Pour influencer la croissance de leur peuple, ces nationalistes s’intéressent beaucoup aux nouvelles techniques de reproduction. Ils pensent que ces techniques leur permettront d’accroître le nombre de naissances dans leur propre peuple et de diminuer le nombre d’enfants des autres peuples. Pour cela, il suffit de diffuser des contraceptifs de longue durée et des techniques bon marché de stérilisation.
L’éducation
Dans les nationalismes à dominante culturelle, la tradition, la religion, la langue et la littérature jouent un rôle central pour déterminer qui fait partie de la nation — et surtout qui n’en fait pas partie. L’objectif de toutes les manifestations nationalistes culturelles est de fournir une représentation symbolique et idéologique de la nation idéale.
Et ces manifestations assignent toujours des rôles spécifiques aux hommes et aux femmes. Les deux sexes sont responsables de la survie de la « nation », mais chacun à sa façon. Les hommes doivent protéger la « nation » contre les intrus extérieurs en utilisant leur force. Les femmes doivent élever les enfants de la « nation » en leur enseignant les traditions, par exemple en leur faisant apprécier la cuisine, les vêtements et les contes traditionnels qu’on leur a transmis.
A cause de leur rôle éducatif, les femmes sont considérées comme « les représentantes de la nation » et incarnent son « honneur ». C’est pourquoi elles sont souvent les cibles privilégiées de la violence masculine, par exemple lorsque, pendant une guerre, les hommes d’une nation pensent qu’ils peuvent souiller l’honneur et l’innocence de la nation qu’ils combattent en violant ses femmes.

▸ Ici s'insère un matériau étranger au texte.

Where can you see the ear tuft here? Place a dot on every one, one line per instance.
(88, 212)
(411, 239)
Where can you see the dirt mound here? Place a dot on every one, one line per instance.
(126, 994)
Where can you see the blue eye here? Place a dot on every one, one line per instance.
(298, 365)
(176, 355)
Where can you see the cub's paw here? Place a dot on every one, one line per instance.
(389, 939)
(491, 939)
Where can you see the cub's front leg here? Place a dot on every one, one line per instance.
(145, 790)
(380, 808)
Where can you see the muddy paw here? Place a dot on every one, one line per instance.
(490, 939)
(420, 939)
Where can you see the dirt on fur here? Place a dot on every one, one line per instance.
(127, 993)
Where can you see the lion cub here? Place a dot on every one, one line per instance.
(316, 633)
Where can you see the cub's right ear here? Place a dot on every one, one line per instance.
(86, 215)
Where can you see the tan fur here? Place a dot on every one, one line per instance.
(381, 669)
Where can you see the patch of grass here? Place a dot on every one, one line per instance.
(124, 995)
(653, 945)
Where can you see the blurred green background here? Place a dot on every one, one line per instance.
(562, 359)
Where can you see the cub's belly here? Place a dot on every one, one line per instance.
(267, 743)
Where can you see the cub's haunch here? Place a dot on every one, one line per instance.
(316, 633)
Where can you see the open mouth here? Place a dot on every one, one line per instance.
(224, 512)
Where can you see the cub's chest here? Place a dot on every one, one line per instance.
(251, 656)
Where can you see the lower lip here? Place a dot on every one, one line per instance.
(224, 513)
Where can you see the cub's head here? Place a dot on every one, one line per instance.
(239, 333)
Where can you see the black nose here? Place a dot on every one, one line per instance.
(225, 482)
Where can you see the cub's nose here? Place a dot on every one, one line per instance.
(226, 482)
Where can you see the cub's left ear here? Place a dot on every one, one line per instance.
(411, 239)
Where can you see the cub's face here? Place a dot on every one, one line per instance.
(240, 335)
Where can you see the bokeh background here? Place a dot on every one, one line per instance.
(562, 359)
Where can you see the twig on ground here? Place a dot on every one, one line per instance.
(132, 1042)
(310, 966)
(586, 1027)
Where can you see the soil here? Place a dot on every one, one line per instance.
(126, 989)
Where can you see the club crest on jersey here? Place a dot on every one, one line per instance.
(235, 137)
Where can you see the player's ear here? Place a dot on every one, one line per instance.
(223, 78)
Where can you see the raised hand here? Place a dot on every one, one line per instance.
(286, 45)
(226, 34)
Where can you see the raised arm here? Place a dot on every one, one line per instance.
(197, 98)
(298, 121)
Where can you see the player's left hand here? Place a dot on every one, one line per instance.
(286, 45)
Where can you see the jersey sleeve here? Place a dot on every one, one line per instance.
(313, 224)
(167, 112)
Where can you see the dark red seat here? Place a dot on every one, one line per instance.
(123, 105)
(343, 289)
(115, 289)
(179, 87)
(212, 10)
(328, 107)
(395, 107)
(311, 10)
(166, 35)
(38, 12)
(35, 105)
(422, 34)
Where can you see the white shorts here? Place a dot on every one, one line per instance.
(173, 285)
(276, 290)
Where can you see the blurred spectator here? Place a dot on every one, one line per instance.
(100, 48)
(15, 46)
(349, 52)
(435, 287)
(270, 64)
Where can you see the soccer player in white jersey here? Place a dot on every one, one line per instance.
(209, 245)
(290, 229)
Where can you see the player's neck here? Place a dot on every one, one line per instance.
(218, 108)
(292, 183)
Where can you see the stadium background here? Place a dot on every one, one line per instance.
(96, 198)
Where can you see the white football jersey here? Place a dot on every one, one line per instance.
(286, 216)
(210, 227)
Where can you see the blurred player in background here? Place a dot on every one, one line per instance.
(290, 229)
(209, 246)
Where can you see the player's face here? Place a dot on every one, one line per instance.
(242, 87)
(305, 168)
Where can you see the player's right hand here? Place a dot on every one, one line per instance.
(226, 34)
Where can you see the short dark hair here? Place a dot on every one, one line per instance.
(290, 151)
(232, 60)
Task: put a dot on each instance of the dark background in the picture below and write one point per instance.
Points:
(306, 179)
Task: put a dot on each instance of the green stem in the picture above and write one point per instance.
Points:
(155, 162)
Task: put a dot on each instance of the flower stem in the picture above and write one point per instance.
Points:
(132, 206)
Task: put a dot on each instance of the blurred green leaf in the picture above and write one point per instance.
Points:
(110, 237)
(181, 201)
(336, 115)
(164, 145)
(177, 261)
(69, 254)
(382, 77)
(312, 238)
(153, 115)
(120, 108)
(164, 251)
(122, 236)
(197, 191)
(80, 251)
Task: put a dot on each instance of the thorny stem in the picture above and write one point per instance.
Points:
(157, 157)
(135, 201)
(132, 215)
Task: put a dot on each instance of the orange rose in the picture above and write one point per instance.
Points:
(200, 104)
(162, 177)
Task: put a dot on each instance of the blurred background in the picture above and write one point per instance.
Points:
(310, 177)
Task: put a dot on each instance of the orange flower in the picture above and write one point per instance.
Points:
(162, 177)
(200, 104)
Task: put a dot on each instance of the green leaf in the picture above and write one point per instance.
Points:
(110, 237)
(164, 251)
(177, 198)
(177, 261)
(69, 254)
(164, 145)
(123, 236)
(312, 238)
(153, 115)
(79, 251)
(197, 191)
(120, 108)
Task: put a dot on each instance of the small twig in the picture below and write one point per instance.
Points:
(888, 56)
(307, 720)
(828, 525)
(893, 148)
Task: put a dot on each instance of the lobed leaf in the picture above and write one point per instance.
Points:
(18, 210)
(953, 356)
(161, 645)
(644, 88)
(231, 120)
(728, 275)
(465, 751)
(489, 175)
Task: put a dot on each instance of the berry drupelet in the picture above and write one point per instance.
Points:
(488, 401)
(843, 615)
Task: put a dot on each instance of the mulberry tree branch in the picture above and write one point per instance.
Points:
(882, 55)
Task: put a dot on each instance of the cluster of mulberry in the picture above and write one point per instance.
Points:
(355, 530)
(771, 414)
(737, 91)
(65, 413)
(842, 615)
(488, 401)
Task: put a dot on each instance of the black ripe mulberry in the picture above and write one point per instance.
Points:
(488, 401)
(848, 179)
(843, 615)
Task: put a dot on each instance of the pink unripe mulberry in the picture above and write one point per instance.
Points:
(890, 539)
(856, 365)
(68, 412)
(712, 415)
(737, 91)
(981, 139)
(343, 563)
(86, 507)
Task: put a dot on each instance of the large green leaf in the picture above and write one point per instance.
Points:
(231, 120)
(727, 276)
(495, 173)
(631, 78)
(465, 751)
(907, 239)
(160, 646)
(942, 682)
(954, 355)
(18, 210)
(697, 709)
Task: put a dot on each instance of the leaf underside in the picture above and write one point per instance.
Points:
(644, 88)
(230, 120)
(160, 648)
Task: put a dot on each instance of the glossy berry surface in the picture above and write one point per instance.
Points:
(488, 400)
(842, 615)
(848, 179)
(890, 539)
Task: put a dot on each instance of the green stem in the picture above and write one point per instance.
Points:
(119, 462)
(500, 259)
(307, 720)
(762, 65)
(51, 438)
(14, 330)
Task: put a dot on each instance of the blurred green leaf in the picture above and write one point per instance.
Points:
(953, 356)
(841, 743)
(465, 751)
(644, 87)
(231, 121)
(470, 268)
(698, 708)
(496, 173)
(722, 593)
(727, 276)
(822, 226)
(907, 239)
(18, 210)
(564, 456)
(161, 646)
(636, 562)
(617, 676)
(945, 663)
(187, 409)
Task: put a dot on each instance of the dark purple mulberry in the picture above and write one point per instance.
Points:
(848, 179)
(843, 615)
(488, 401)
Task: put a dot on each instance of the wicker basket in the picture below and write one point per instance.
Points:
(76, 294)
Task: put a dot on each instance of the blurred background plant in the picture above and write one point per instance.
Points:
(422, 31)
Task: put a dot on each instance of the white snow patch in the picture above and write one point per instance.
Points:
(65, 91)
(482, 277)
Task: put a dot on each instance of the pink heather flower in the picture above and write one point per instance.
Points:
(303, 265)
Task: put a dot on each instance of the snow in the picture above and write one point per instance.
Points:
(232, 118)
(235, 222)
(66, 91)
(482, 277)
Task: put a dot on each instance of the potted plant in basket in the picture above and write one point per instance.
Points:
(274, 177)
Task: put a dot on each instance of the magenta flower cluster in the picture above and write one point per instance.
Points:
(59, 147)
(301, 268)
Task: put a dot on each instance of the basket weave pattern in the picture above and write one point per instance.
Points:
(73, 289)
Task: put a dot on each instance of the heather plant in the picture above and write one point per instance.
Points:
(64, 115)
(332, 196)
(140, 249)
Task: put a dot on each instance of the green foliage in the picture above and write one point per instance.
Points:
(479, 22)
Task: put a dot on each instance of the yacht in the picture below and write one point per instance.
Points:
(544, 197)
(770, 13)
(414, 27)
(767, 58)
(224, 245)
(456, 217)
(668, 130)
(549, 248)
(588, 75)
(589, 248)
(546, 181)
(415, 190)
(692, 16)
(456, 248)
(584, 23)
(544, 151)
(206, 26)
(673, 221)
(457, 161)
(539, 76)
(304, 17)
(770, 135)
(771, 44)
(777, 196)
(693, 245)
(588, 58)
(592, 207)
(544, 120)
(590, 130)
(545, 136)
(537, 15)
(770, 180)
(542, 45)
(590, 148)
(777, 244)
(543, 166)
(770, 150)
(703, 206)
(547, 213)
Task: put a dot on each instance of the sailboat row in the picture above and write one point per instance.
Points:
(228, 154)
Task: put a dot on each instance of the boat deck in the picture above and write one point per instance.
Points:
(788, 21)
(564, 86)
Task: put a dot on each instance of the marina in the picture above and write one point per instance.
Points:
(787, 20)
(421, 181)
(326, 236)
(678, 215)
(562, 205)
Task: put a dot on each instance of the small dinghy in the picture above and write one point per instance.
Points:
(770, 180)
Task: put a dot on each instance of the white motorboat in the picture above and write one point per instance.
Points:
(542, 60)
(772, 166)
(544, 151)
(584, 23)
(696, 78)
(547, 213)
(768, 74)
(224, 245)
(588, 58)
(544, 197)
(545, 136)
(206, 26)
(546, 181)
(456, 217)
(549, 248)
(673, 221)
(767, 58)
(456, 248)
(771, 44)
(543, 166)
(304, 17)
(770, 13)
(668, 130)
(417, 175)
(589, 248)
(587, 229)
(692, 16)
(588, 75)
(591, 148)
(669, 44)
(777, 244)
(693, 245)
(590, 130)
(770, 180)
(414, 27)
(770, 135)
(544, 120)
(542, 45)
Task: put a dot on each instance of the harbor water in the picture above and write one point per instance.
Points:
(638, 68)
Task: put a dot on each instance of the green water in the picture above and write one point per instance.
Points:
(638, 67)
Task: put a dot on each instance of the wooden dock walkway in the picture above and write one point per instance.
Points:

Ce type de violence s’exerce aussi au sein de la nation elle-même, si par exemple une femme essaie de refuser d’endosser son rôle traditionnel. Dans ce cas, elle déshonore sa famille et sa nation. Les femmes sont souvent mises au ban de la société, voire tuées, parce qu’elles s’habillent de façon « trop dénudée » ou ont une aventure extraconjugale.
Dans les nationalismes à dominante civique, le critère officiel pour faire partie de la nation est d’être un(e) citoyen(ne).
Ce type de nationalisme est répandu dans les États occidentaux démocratiques et est généralement considéré comme la forme de nationalisme la plus tolérante et la plus innocente. En principe toute personne peut devenir un(e) citoyen(ne). Mais à cause des pratiques racistes et sexistes du nationalisme civique certains groupes de gens ont très peu de chances d’être accueillis au sein de la nation. Ce type de nationalisme est tout aussi exclusif que les autres. Les lois sur l’immigration sont généralement taillées sur mesure pour les hommes ; les femmes ont presque toujours beaucoup de mal à obtenir une carte de séjour indépendante de celle de leur mari. De plus, même lorsqu’un étranger devient Néerlandais, qu’il est accepté au sein de la nation, il n’a pas toujours les mêmes droits. Récemment, par exemple, le ministre néerlandais Nawijn a proposé d’expulser de jeunes délinquants marocains qui avaient un passeport… néerlandais. L’accès à la nation est donc toujours conditionnel et peut être remis en cause lorsque le nationalisme s’accroît dans un pays donné.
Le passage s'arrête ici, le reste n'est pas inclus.